RS&H designed 10 levels of work platforms engineered to encircle the SLS vehicle at determined mating, testing and integration points along the vehicle. Each half of the giant steel platforms measures about 38 feet long and close to 62 feet wide, weighing as much as 325,000 pounds.

“To put it in perspective, you can park 20 Ford F-150s on one half of a platform, so they are huge.” said Andrew Nelson, vice president of Aerospace for RS&H.

The design incorporated 20 common platform frames to improve fabrication economy, paired with two sets of custom vehicle-specific inserts, enabling the platforms to change out major or minor inserts as needed to support differing elevations along the SLS vehicle or to adapt to another vehicle altogether.

The platform halves are installed in Towers E and F and attached to rail beams that provide structural support and the ability to move vertically in one-foot increments. Each half contains independent drive mechanisms, programmed to retract and extend via a single operator’s input.

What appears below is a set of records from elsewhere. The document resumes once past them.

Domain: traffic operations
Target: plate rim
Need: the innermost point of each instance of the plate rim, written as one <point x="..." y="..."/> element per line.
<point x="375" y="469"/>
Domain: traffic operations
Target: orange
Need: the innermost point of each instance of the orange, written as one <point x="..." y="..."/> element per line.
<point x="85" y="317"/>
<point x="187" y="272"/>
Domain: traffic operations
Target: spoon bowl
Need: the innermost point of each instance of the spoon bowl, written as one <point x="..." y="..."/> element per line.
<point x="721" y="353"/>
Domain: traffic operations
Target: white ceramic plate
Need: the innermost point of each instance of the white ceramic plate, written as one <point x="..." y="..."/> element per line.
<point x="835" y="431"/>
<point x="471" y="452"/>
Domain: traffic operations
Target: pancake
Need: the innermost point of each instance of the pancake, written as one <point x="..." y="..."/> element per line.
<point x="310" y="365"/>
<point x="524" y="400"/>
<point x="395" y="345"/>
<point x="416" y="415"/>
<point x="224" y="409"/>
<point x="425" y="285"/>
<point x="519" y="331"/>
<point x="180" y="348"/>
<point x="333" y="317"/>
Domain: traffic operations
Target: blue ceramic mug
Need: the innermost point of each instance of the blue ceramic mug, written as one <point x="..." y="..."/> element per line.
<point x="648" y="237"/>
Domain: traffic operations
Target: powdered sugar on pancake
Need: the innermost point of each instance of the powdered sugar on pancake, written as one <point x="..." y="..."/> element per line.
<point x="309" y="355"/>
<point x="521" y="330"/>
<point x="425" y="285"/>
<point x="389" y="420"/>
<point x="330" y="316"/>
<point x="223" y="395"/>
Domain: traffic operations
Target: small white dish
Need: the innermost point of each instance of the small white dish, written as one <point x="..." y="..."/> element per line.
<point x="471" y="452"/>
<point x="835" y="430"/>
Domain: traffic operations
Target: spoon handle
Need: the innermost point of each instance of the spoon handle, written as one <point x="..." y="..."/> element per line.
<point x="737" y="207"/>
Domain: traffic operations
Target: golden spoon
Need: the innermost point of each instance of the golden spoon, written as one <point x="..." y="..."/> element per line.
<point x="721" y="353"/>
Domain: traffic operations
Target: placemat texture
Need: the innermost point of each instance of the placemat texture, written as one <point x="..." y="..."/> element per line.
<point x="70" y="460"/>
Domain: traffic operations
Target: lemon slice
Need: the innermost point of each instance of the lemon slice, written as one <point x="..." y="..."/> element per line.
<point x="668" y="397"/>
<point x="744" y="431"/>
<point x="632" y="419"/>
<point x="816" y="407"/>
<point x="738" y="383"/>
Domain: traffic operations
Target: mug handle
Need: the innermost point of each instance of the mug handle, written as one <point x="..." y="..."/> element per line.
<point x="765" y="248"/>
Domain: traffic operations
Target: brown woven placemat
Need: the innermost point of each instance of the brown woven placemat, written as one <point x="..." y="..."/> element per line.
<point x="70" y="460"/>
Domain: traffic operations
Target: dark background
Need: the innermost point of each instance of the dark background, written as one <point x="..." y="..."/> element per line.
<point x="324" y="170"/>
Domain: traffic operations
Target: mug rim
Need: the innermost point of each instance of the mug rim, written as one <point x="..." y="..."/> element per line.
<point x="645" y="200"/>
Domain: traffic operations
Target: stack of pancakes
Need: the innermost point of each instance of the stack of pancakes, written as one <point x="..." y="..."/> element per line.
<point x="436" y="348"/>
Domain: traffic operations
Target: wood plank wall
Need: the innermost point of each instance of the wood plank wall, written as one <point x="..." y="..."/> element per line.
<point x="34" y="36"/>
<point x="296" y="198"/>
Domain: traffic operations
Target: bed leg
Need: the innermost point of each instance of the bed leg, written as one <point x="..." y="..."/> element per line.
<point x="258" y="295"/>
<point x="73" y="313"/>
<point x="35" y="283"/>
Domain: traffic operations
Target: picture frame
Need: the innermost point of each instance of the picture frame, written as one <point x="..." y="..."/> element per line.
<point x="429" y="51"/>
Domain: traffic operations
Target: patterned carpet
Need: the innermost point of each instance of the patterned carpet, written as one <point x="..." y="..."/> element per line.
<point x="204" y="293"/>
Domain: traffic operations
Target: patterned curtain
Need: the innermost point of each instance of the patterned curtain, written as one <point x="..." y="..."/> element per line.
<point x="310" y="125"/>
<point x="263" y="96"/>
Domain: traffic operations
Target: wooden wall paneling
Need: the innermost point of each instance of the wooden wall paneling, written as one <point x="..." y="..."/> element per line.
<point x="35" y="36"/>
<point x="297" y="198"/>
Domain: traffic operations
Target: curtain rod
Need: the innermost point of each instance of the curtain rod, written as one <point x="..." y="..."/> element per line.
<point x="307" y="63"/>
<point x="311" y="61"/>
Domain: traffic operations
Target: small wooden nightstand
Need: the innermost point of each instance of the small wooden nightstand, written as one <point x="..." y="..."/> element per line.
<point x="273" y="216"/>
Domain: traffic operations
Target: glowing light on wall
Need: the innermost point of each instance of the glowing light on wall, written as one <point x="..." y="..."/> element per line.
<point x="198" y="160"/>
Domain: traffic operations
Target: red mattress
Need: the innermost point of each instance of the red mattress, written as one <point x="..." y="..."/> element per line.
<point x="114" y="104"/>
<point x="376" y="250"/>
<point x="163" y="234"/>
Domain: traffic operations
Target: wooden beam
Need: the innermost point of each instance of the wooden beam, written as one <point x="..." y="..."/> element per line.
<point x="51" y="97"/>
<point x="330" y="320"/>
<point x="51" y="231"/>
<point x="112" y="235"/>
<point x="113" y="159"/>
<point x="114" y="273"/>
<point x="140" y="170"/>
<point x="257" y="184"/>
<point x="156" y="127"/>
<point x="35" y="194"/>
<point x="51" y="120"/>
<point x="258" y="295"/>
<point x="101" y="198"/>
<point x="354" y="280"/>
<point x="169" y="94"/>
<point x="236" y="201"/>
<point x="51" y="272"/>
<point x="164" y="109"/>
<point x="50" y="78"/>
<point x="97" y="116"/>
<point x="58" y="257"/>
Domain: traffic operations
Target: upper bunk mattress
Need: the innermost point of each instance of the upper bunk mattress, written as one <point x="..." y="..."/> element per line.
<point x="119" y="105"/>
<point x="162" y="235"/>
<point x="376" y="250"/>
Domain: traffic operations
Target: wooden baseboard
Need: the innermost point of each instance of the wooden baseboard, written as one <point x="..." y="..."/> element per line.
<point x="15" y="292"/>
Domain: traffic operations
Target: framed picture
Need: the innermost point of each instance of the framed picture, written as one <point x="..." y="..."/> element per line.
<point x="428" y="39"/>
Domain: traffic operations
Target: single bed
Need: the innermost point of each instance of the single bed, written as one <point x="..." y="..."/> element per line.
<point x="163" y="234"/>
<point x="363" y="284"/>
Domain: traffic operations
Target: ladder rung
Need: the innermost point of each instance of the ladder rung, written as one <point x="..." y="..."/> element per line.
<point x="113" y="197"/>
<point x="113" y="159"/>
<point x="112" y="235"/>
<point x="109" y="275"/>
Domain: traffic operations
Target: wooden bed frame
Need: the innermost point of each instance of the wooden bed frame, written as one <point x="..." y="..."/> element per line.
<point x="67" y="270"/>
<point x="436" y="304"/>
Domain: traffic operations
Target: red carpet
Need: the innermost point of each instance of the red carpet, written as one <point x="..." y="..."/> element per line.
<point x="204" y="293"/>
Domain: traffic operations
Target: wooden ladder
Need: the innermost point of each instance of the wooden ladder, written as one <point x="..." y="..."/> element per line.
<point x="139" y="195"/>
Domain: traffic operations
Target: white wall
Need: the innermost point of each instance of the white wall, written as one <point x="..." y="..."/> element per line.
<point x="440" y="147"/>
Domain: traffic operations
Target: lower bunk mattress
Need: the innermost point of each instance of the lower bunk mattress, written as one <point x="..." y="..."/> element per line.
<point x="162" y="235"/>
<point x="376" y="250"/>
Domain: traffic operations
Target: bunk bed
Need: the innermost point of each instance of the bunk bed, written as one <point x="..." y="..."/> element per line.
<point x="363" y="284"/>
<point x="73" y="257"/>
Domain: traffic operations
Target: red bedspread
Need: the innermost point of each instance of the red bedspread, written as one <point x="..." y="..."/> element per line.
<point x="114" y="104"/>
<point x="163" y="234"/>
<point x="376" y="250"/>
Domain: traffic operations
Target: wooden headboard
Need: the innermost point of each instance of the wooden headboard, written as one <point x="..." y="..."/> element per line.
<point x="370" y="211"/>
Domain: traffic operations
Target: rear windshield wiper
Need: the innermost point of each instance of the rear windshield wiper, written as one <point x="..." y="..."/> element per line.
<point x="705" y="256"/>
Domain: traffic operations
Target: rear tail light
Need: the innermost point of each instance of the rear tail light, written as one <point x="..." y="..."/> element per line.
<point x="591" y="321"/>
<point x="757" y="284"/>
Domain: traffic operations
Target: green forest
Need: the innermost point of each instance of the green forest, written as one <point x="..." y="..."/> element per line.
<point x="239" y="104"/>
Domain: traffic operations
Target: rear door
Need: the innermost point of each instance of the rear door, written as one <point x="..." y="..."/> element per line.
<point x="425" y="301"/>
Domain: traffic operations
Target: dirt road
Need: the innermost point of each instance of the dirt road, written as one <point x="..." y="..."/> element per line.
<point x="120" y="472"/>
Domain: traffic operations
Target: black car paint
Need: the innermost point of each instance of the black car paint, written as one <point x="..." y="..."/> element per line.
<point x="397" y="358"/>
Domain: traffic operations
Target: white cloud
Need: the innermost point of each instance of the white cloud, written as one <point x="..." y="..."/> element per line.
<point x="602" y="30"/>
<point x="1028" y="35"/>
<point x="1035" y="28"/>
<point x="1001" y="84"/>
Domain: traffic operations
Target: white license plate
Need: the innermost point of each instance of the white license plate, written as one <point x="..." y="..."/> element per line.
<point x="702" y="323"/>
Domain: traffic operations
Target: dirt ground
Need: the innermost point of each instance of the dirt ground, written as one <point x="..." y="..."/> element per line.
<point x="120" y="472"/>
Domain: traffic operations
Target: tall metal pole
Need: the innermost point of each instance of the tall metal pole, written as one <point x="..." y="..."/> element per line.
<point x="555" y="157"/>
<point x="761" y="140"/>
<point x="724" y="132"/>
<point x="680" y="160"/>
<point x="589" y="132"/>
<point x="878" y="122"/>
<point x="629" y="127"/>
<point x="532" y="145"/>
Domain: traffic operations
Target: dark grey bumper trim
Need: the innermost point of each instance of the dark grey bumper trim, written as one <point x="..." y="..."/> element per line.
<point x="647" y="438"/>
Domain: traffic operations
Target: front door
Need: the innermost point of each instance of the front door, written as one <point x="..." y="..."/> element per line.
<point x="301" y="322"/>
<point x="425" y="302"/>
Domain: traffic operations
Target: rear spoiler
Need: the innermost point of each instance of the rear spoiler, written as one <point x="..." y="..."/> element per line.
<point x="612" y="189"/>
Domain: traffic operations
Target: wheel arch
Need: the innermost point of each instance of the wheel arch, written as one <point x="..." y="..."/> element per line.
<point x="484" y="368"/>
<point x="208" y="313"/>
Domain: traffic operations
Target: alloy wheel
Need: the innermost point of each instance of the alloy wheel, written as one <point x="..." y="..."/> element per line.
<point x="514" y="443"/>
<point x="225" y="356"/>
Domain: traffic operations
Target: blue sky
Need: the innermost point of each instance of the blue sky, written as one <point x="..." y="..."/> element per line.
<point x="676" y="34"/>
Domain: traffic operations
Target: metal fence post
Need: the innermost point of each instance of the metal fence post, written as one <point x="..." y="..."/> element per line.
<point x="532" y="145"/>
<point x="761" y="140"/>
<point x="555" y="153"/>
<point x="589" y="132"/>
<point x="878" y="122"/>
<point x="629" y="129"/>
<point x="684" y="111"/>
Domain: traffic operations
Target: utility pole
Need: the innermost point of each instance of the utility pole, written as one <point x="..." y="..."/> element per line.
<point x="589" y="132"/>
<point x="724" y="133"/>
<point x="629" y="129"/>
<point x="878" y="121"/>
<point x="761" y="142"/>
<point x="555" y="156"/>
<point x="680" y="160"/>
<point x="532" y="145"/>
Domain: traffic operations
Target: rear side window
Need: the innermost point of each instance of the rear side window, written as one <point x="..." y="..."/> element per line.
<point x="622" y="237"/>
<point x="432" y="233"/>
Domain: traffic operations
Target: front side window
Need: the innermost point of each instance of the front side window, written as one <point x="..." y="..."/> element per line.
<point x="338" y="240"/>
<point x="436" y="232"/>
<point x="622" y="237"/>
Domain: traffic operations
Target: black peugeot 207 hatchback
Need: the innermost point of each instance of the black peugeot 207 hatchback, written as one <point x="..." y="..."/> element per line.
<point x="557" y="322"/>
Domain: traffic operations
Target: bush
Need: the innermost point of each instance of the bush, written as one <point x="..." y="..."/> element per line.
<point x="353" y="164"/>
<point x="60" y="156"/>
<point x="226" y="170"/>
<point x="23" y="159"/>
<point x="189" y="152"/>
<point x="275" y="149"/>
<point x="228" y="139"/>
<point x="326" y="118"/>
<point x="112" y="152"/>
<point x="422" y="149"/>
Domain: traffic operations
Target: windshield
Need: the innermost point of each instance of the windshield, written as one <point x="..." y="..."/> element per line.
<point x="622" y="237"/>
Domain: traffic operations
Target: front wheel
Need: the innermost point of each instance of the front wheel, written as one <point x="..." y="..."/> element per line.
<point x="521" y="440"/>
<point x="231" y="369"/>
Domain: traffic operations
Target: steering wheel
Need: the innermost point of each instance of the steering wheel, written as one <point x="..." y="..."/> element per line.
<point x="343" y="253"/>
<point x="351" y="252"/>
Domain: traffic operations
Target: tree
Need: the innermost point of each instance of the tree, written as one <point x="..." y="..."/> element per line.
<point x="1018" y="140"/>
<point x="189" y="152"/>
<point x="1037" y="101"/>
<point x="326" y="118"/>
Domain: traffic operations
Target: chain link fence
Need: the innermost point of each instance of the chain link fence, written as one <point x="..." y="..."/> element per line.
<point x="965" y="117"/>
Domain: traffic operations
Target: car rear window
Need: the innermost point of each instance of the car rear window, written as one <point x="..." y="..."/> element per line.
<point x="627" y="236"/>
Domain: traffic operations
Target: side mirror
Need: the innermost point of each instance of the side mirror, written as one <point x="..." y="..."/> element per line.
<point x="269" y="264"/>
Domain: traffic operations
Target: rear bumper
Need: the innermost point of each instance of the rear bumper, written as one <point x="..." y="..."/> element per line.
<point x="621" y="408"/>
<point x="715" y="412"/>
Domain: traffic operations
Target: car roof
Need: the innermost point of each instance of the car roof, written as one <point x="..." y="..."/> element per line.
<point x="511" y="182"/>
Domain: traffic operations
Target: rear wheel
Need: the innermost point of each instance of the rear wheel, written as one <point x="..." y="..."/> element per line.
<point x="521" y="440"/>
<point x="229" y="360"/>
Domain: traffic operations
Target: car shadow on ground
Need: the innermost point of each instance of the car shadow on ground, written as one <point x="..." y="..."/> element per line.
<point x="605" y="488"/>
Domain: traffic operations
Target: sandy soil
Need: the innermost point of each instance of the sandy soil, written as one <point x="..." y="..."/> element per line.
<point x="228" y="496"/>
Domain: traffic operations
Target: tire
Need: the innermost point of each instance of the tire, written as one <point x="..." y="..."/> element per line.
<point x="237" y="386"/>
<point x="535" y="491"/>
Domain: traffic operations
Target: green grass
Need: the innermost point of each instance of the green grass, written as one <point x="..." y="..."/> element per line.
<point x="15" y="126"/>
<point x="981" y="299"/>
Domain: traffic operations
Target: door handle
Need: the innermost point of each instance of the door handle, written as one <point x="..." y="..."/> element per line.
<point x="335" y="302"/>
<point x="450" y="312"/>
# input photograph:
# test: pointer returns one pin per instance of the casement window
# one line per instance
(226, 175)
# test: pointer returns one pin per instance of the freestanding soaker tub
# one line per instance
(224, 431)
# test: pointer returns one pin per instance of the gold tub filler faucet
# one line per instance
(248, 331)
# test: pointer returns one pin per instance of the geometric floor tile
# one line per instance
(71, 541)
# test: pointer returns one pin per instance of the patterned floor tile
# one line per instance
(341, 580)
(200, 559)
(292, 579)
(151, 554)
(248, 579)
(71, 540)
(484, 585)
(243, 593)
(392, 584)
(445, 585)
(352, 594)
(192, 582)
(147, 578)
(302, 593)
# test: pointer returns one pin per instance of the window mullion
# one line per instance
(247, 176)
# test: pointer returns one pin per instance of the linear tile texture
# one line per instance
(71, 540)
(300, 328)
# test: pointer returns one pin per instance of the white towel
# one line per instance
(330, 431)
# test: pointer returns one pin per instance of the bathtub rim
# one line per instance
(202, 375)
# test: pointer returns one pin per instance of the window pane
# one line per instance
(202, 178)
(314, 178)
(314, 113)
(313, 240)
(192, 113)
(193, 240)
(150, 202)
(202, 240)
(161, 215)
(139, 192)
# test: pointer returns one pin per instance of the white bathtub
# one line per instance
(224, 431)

Each platform rides on four Hillman roller systems on each side — much like how a kitchen drawer glides in and out. Dual articulating energy chains are used to provide pneumatics, fire protection, electrical and communication cabling throughout translation.

Depending upon where platforms are located, workers are able to access platforms from level elevator landings. In the event of an emergency, however, everyone needs to evacuate to a 2-hour fire-rated enclosure of the building’s stairs. To accomplish this, RS&H designed movable ramps and corridors to connect to the platforms, no matter where they may be positioned.

“Every lighting connection, every electrical connection, every compressed air connection, every fire protection connection had to have flexibility built in,” Nelson said. “As a result, everything – . moveable ramps, corridors. electricity, fire, hydraulics, lighting, pneumatics, water, everything – had to be flexible.”

The platforms have already processed the Artemis One mission, and more are likely on the way for the VAB, Kline said.

Activity continues to move at a blistering pace inside the VAB. With construction on the building and the rockets inside it happening concurrently, scheduling becomes paramount.

“So we're constructing a rocket to go into space, but we're also modifying the building at the same time,” Kline said. “We have to just look at the schedule and see who takes priority – of course, the rocket always wins there.

“We just work through the conflicts and try to give (construction crews) space where we can, but again, the rocket comes first. So they have to work around us a lot of times. And we keep a close eye on the schedule for everybody.”

A building made out of so much steel changes its shape and dimensions daily in the Florida heat, which must be taken into account on any project within.

“The whole building does sway and it also expands and contracts in the heat of the day; it'll expand, and then at night it will retract up to 6 inches,” Kline said.

Air conditioning is also ineffective in a building with so much volume.

“It gets very hot, but there are roof louvers that we can open that help the hot air escape, and we also open the big doors at the top,” Kline said. “It's 450 feet to the top of that door, so we can open that top door, and it lets the breeze come through, but you know, it is a continuing safety message to tell people to stay hydrated because it does get hot in here.”

The office may be hot and hectic, but Kline wouldn’t have it any other way.

“I very much enjoy my job integrating things here in the VAB and keeping track of everybody and helping everybody get their work done,” she said. “It's a great job!”